To this day, multiple autopsies and toxicology reports have provided no answers as to why Ryan passed away so suddenly.

That cruel uncertainty has left the family to wonder if anyone else is at risk.

“It looks like it was a cardiovascular event, but we’re still unsure,” Greg Coleman said. “We don’t know why he died. We’re storing his DNA at a center in Wisconsin with the hope that eventually science catches up. We do that not only for closure, but to make sure that Kevin and my daughter Emily are going to be OK.”

For Kevin, a junior at Pelham High and an increasingly rare three-sport star, it’s forced him to face realities that most teenagers never consider.

Through it all, he’s proven to be unflappable beyond his years.

“He’s the type of kid you would want your son to emulate,” Pelham baseball coach Brian Leighton said. “If you talk to any teacher, all of his coaches, they’ll all say the same thing about him.

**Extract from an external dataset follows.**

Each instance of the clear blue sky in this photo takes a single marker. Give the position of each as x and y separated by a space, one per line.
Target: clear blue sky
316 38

He’s respectful, hard-working, he’s such a nice kid and he always looks out for others before himself.

“He’s such a good teammate — not just in baseball, but in life itself.”

A young star emerges

Kevin Coleman has excelled at Pelham in football, basketball and baseball, but there is one sport which reigns supreme.

“I think baseball is the greatest sport in the world,” he said. “It’s almost 80 percent mental, in my opinion. You can’t think and hit. It’s too hard. You have to clear your mind when you’re hitting, and that’s the game of baseball. … It’s not just how big you are, how fast you are — it’s how tough are you in the mind? How much mental strength do you have to offer?”

Coleman immediately stood out to Leighton and his coaching staff — “The ball just jumped off his bat at such a young age” — and he became the first eighth-grader to ever make Pelham’s varsity baseball team.

By the time he was an All-State freshman with a .465 batting average, he was drawing rave reviews.